LONDRES (Reuters) - La Banque centrale européenne (BCE) devrait opter pour une nouvelle forte augmentation de ses taux d'intérêt jeudi pour juguler l'inflation mais ce qu'elle décidera de faire ensuite paraît plus incertain.

Dans le cadre du Forum économique mondial de Davos, la présidente de la BCE, Christine Lagarde, a souligné la nécessité pour la politique monétaire de "maintenir le cap".

"Les responsables de la BCE pensent qu'ils doivent tuer l'inflation et n'arrêteront les hausses de taux que lorsqu'ils verront une amélioration importante des perspectives d'inflation", a déclaré Carsten Brzeski, responsable mondial de la macroéconomie chez ING.

Pour les investisseurs, la réunion de jeudi suscite cinq questions clés :

1/ Que va décider la BCE ?

Pour les observateurs, il ne fait guère de doute que la BCE relèvera son taux de dépôt d'un demi-point de plus jeudi, pour le porter à 2,50%. La conférence de presse de Christine Lagarde à partir de 13h45 GMT concentra tous les regards.

Les signes de ralentissement de l'inflation ont incité les marchés à revoir à la baisse leurs anticipations sur le niveau auquel les taux pourraient culminer, à environ 3,3%. Les responsables de la BCE ont déjà remis en question les orientations des marchés et les anticipations sur le taux terminal pourraient remonter vers 3,5% si des perspectives économiques plus favorables venaient à encourager de nouveaux messages plus restrictifs.

"La BCE doit être 'hawkish'", a déclaré Eoin Walsh, chez TwentyFour Asset Management. "Je ne sais pas si (Christine) Lagarde dira que la fixation du taux terminal par le marché est trop basse, mais je m'attends à ce qu'elle réaffirme que la BCE continuera à relever les taux."

2/ La BCE donnera-t-elle des indications pour le mois de mars et au-delà ?

Les marchés l'espèrent car les perspectives au-delà de la réunion du 2 février sont très incertaines. Certains membres du comité - dont les gouverneurs des banques centrales des Pays-Bas et de Slovaquie - sont favorables à une forte hausse de taux en mars.

Des membres, parmi les plus "colombes" de l'institution, s'y opposent, compte tenu de la modération de l'inflation globale. Fabio Panetta, membre du directoire de la BCE, estime que la banque centrale ne devrait pas s'engager à prendre de mesures spécifiques au delà de février.

"On s'est demandé récemment pourquoi les marchés ne comprenaient pas ce que la BCE allait faire ensuite", a déclaré Carsten Brzeski chez ING. "Une partie de l'explication est que les marchés sont trop optimistes, mais il est aussi question de la communication chaotique de la BCE et qui nous devrions écouter."

3/ La BCE va-t-elle parler "resserrement quantitatif" ?

La BCE prévoit de réduire le portefeuille d'obligations accumulées ces dernières années dans le cadre du programme d'achats APP de 15 milliards d'euros en moyenne par mois de mars à juin.
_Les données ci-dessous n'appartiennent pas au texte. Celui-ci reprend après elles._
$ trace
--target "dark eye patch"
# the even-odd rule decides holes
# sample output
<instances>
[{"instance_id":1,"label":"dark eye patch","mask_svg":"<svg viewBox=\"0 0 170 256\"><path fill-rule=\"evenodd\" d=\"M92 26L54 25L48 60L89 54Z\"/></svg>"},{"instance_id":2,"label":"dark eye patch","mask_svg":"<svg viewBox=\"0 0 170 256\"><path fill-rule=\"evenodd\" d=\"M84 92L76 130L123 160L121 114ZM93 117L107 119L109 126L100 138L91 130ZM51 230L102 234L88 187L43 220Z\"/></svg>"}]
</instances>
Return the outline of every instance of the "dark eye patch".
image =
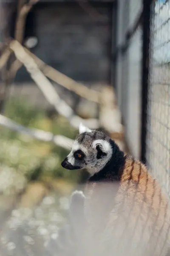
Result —
<instances>
[{"instance_id":1,"label":"dark eye patch","mask_svg":"<svg viewBox=\"0 0 170 256\"><path fill-rule=\"evenodd\" d=\"M96 149L97 149L97 159L100 159L102 157L105 157L107 155L107 154L105 152L103 152L102 150L101 147L99 145L97 145L96 147Z\"/></svg>"},{"instance_id":2,"label":"dark eye patch","mask_svg":"<svg viewBox=\"0 0 170 256\"><path fill-rule=\"evenodd\" d=\"M85 158L85 154L80 149L75 151L74 153L74 157L77 160L82 160Z\"/></svg>"}]
</instances>

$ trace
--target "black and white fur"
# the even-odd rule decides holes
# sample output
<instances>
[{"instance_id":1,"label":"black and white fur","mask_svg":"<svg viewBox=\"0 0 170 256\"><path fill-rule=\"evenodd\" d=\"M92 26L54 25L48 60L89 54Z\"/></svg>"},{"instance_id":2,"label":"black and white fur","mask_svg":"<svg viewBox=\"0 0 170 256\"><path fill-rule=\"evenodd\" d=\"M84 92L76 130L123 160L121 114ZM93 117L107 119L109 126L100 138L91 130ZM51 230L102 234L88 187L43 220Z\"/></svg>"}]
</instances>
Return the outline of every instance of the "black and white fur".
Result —
<instances>
[{"instance_id":1,"label":"black and white fur","mask_svg":"<svg viewBox=\"0 0 170 256\"><path fill-rule=\"evenodd\" d=\"M130 159L133 164L127 167ZM154 179L148 175L148 183L144 178L148 173L144 165L125 156L105 133L82 125L71 152L61 164L69 170L85 168L91 175L82 204L84 211L81 221L87 224L77 236L74 255L165 256L170 245L169 206ZM136 181L132 176L138 166L143 172L139 172ZM122 181L125 170L131 175ZM76 209L72 210L76 212Z\"/></svg>"},{"instance_id":2,"label":"black and white fur","mask_svg":"<svg viewBox=\"0 0 170 256\"><path fill-rule=\"evenodd\" d=\"M118 146L102 131L91 131L81 124L79 132L71 152L61 164L71 170L85 168L92 176L110 161ZM82 159L75 157L76 152L83 154ZM123 154L122 151L121 154Z\"/></svg>"}]
</instances>

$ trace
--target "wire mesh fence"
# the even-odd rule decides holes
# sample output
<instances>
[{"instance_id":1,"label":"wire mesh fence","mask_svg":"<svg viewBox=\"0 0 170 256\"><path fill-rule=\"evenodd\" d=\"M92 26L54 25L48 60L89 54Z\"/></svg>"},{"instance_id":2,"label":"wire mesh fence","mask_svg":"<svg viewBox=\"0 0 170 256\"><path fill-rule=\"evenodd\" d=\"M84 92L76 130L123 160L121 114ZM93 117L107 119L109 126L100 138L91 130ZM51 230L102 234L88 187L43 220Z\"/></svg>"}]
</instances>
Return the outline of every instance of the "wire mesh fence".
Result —
<instances>
[{"instance_id":1,"label":"wire mesh fence","mask_svg":"<svg viewBox=\"0 0 170 256\"><path fill-rule=\"evenodd\" d=\"M146 161L170 195L170 84L169 1L152 6Z\"/></svg>"},{"instance_id":2,"label":"wire mesh fence","mask_svg":"<svg viewBox=\"0 0 170 256\"><path fill-rule=\"evenodd\" d=\"M142 59L141 26L130 37L142 11L142 1L119 1L118 10L116 89L126 137L133 155L140 154L141 70Z\"/></svg>"}]
</instances>

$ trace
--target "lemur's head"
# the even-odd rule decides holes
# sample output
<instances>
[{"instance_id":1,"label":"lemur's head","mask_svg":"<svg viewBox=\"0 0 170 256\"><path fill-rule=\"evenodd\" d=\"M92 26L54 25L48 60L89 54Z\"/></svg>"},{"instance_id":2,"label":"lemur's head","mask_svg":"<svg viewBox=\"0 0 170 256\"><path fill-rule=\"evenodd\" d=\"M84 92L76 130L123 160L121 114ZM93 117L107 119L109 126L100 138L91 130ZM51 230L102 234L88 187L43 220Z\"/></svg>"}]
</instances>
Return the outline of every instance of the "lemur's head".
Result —
<instances>
[{"instance_id":1,"label":"lemur's head","mask_svg":"<svg viewBox=\"0 0 170 256\"><path fill-rule=\"evenodd\" d=\"M102 169L111 158L114 143L104 132L91 131L82 124L79 133L61 165L69 170L86 168L93 174Z\"/></svg>"}]
</instances>

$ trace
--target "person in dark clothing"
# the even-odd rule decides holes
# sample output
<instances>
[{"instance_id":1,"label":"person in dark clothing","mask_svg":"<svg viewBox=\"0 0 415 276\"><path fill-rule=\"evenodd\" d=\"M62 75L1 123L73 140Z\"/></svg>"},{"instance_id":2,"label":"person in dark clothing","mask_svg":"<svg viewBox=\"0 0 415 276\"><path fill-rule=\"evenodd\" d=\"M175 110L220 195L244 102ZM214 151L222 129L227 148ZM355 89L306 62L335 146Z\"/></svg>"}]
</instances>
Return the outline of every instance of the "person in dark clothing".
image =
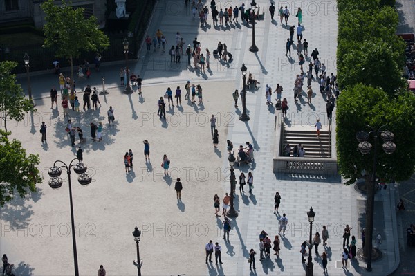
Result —
<instances>
[{"instance_id":1,"label":"person in dark clothing","mask_svg":"<svg viewBox=\"0 0 415 276\"><path fill-rule=\"evenodd\" d=\"M174 190L176 190L176 194L177 195L177 199L181 199L181 190L183 189L180 178L177 178L177 182L174 184Z\"/></svg>"},{"instance_id":2,"label":"person in dark clothing","mask_svg":"<svg viewBox=\"0 0 415 276\"><path fill-rule=\"evenodd\" d=\"M313 57L313 60L317 59L319 54L320 53L318 53L318 50L317 50L317 48L313 50L313 52L311 52L311 57Z\"/></svg>"},{"instance_id":3,"label":"person in dark clothing","mask_svg":"<svg viewBox=\"0 0 415 276\"><path fill-rule=\"evenodd\" d=\"M76 158L80 160L80 163L82 163L82 161L84 160L84 156L82 154L82 152L84 152L84 151L82 150L82 148L80 147L78 148L77 151L76 152Z\"/></svg>"},{"instance_id":4,"label":"person in dark clothing","mask_svg":"<svg viewBox=\"0 0 415 276\"><path fill-rule=\"evenodd\" d=\"M91 101L90 96L92 93L92 90L91 89L91 86L89 85L86 86L85 91L84 91L84 97L82 99L84 100L84 110L85 110L85 107L88 107L88 109L91 109Z\"/></svg>"},{"instance_id":5,"label":"person in dark clothing","mask_svg":"<svg viewBox=\"0 0 415 276\"><path fill-rule=\"evenodd\" d=\"M194 55L194 51L197 48L197 45L199 42L197 41L197 37L194 37L194 40L193 40L193 53L192 53L192 55Z\"/></svg>"}]
</instances>

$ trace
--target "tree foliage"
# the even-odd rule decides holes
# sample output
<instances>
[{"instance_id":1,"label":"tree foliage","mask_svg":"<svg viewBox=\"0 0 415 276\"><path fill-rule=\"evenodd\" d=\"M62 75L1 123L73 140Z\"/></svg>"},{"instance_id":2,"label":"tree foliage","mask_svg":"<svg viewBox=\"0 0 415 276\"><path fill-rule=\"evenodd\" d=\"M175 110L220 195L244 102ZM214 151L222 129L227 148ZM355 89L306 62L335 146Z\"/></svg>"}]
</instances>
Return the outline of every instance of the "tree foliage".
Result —
<instances>
[{"instance_id":1,"label":"tree foliage","mask_svg":"<svg viewBox=\"0 0 415 276\"><path fill-rule=\"evenodd\" d=\"M73 89L73 62L84 51L105 49L109 45L108 37L98 29L94 16L84 17L84 8L73 8L66 1L55 5L48 0L41 5L45 12L46 24L44 26L45 47L56 47L56 56L71 62L71 79Z\"/></svg>"},{"instance_id":2,"label":"tree foliage","mask_svg":"<svg viewBox=\"0 0 415 276\"><path fill-rule=\"evenodd\" d=\"M382 139L378 145L377 175L388 181L407 179L415 165L415 96L412 93L391 98L378 88L358 84L340 94L337 108L337 154L342 176L353 183L361 172L373 172L374 152L362 155L358 149L356 134L369 131L370 125L378 129L382 125L395 134L396 150L387 155L382 149ZM373 136L371 142L374 145Z\"/></svg>"},{"instance_id":3,"label":"tree foliage","mask_svg":"<svg viewBox=\"0 0 415 276\"><path fill-rule=\"evenodd\" d=\"M25 97L20 84L16 82L16 75L12 74L17 66L15 62L0 62L0 118L6 131L8 120L20 122L26 113L36 111L32 102Z\"/></svg>"},{"instance_id":4,"label":"tree foliage","mask_svg":"<svg viewBox=\"0 0 415 276\"><path fill-rule=\"evenodd\" d=\"M20 141L10 141L6 133L0 130L0 206L13 199L17 192L24 197L36 191L36 184L42 182L38 154L27 155Z\"/></svg>"}]
</instances>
UBS s'attend à ce que la banque réaffirme que le rythme de ce "resserrement quantitatif" au-delà de juin sera décidé ultérieurement alors que d'autres économistes s'attendent à une accélération du processus.

"La BCE fournira des indications supplémentaires sur le bilan, y compris sur la manière dont les différents programmes APP seront gérés et, ce qui est important, sur le débouclage prévu des avoirs entre pays", estime Patrick Saner, responsable de la stratégie macroéconomique chez Swiss Re.

4/ A quelle vitesse l'inflation sous-jacente est-elle susceptible de diminuer ?

Les prévisions actualisées de la BCE n'étant pas attendues avant mars, Christine Lagarde sera probablement interrogée sur la manière dont la BCE perçoit l'évolution de l'inflation sous-jacente.

Les chiffres de l'inflation de janvier dans la zone euro, qui seront publiés la veille de la réunion de la BCE, pourraient tomber à point nommé.

D'après le consensus Reuters, les prix à la consommation dans les 20 pays du bloc monétaire sont attendues en hausse de 9,1% après +9,2% et le taux d'inflation hors énergie et produits alimentaires non transformés à 6,9% comme un moins plus tôt.

5/ La BCE est-elle plus optimiste sur les perspectives de croissance ?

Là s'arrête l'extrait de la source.